Il futuro premier ha delineato una strategia radicalmente diversa rispetto ai 16 anni di governo Orban, promettendo una "politica costruttiva dell'Ue" e la ricerca di "compromessi sulle questioni spinose". Una chiara rottura con l'approccio conflittuale che ha caratterizzato l'era del leader nazionalista.
Fine degli scontri sistematici con Bruxelles
Magyar ha lanciato una frecciata diretta al predecessore, affermando che il nuovo governo "non andrà lì per combattere per il gusto di combattere, per poter scrivere sui cartelloni che Bruxelles è malvagia e deve essere fermata". Secondo quanto riportato da AGI, il leader riconosce le complessità dell'Unione Europea, descrivendola come "un'organizzazione complessa e burocratica" con "reti di lobby e interessi", ma sottolinea che "si possono trovare compromessi".
Gli ungheresi, ha aggiunto Magyar, "sono orgogliosi di far parte dell'Ue e della Nato", segnalando un ritorno ai valori euro-atlantici che erano stati messi in discussione durante il governo Orban.
Posizione ferma sull'Ucraina
Nonostante l'apertura verso l'Europa, Magyar ha mantenuto una posizione chiara sull'allargamento dell'Unione. Come evidenzia AGI Estero, il premier in pectore "non sostiene un'adesione accelerata dell'Ucraina all'Unione Europea", definendola "assurda". "Stiamo parlando di un Paese in guerra, è del tutto assurdo ammettere un Paese in guerra nell'Unione Europea", ha dichiarato Magyar.

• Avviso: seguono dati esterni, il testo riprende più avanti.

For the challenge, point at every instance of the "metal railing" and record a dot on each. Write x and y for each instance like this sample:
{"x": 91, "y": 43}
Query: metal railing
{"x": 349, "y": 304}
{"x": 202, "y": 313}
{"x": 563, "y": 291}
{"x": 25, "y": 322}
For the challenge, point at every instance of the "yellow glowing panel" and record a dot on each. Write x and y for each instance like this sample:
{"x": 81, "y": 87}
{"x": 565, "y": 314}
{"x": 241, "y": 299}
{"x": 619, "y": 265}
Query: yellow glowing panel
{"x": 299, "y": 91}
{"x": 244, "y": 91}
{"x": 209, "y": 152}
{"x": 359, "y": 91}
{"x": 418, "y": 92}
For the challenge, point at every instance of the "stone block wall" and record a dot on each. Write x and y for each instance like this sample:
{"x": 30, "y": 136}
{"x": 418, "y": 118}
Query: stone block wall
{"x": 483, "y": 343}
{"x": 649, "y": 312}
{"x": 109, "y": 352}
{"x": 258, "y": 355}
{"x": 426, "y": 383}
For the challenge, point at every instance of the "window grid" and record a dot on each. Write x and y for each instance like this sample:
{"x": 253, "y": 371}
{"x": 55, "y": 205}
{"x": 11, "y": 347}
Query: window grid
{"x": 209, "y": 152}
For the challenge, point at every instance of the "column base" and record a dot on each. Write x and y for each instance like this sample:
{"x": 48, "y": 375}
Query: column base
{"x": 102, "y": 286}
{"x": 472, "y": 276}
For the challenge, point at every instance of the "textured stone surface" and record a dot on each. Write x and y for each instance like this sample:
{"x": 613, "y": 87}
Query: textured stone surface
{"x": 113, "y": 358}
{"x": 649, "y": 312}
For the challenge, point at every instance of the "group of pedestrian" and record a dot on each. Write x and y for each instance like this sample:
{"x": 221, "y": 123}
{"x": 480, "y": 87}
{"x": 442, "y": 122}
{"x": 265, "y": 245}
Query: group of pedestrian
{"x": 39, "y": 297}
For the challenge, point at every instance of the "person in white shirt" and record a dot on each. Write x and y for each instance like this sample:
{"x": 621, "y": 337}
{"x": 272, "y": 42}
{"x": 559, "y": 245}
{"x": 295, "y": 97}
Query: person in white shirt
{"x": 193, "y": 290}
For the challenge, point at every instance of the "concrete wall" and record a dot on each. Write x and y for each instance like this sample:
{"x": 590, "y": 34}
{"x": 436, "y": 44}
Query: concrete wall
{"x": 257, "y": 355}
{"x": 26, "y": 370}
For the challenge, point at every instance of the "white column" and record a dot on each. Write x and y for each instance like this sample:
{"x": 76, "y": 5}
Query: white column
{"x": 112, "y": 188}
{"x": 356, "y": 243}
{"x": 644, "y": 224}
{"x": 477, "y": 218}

Reazioni internazionali contrastanti
La vittoria di Magyar ha suscitato reazioni divergenti sulla scena internazionale. Il Cremlino, attraverso il portavoce Dmitri Peskov, ha annunciato che "non si congratulerà con Peter Magyar poiché l'Ungheria è un Paese ostile". Secondo AGI, Peskov ha spiegato: "Non inviamo congratulazioni ai Paesi ostili. E l'Ungheria è un Paese ostile, sostiene le sanzioni contro di noi".

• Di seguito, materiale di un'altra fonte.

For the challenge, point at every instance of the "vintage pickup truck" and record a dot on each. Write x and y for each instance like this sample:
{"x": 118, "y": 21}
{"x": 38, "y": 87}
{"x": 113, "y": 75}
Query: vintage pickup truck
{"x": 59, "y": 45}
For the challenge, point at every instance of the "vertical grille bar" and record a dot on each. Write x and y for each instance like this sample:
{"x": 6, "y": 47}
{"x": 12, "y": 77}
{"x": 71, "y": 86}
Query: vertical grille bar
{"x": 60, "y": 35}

Tuttavia, Mosca ha mantenuto aperta la porta al dialogo, con Peskov che ha auspicato "relazioni pragmatiche" con la nuova leadership ungherese, sottolineando l'interesse russo a "costruire buoni rapporti con l'Ungheria, come con tutti i Paesi europei".
Di segno opposto la reazione della NATO: il segretario generale Mark Rutte ha avuto un colloquio telefonico con Magyar, dichiarando su X di non vedere "l'ora di collaborare con lui per rafforzare ulteriormente la sicurezza euro-atlantica".
Un "cambio di regime completo"
Magyar ha definito la sua vittoria elettorale non come "un semplice cambio di governo, ma un cambio di regime completo", promettendo di "garantire una nuova era" per l'Ungheria dopo sedici anni di leadership orbaniana.